Anway, that old “tri-state area” thing - it sounds odd to me. How does it work at Four Corners?
Crossing the Massachusetts border into New Hampshire via I-93, you can tell the difference pretty well. Even though Southern New Hampshire is pretty well populated now (mostly by Massachusetts ex-pats), it seems more typical New Englandy and the atmosphere becomes very different after you have gone 15 miles or so.
I will submit Massachusetts and New Hampshire as the bordering states with the biggest ideological and philosophical viewpoints. It is readily apparent to the eye as well.
Does South Korea to North Korea count? I haven’t crossed it, but I can tell you the border is very noticable with the barbed wire, and armed guards and such.

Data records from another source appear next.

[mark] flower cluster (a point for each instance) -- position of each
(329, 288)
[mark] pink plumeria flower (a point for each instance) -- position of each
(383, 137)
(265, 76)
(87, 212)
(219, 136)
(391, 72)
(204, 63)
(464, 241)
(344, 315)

Wow. I feel the exact opposite. It drive from Primm to Vegas really bugs me because of the road noise. I get this persistant whine from the composition of the paving material. Really annoying. It stops about the time you get to the top of the rise and look down on Sin City.
Crossing from southern Alberta into northern Montana, there’s a difference - it’s hard to pinpoint why exactly. The only obvious change I saw was that although the geography is similar, and they seem sparsely populated, Montana has more power lines and fences when you’re “in the middle of nowhere,” and Alberta seems less “built up” in that way.
The biggest change on the QLD/NSW border is the roads. Nothern NSW’s roads aren’t in quite as good shape as QLD’s, but you’d have to live in the area to notice.
If you cross at Coolangatta/Tweed Heads, there’s also an ever so slightly “tired” atmosphere to the NSW side of the border (they’re 900kms from Sydney, and not part of Queensland, so they do tend to suffer a bit as a result).
However, if you cross somewhere a bit more rural, then the only change you’ll notice is the sign on the road which says “WELCOME TO NEW SOUTH WALES”…
Crossing from VA to NC on 85 South is even more jarring. For some reason, the Interstate is fairly evenly paved with asphault right up to the NC border, at which point the road become pitted concrete with half-assedly tarred over strips where the sections join. You get that “tha-THUMP” noise from your tires for a good 40 miles.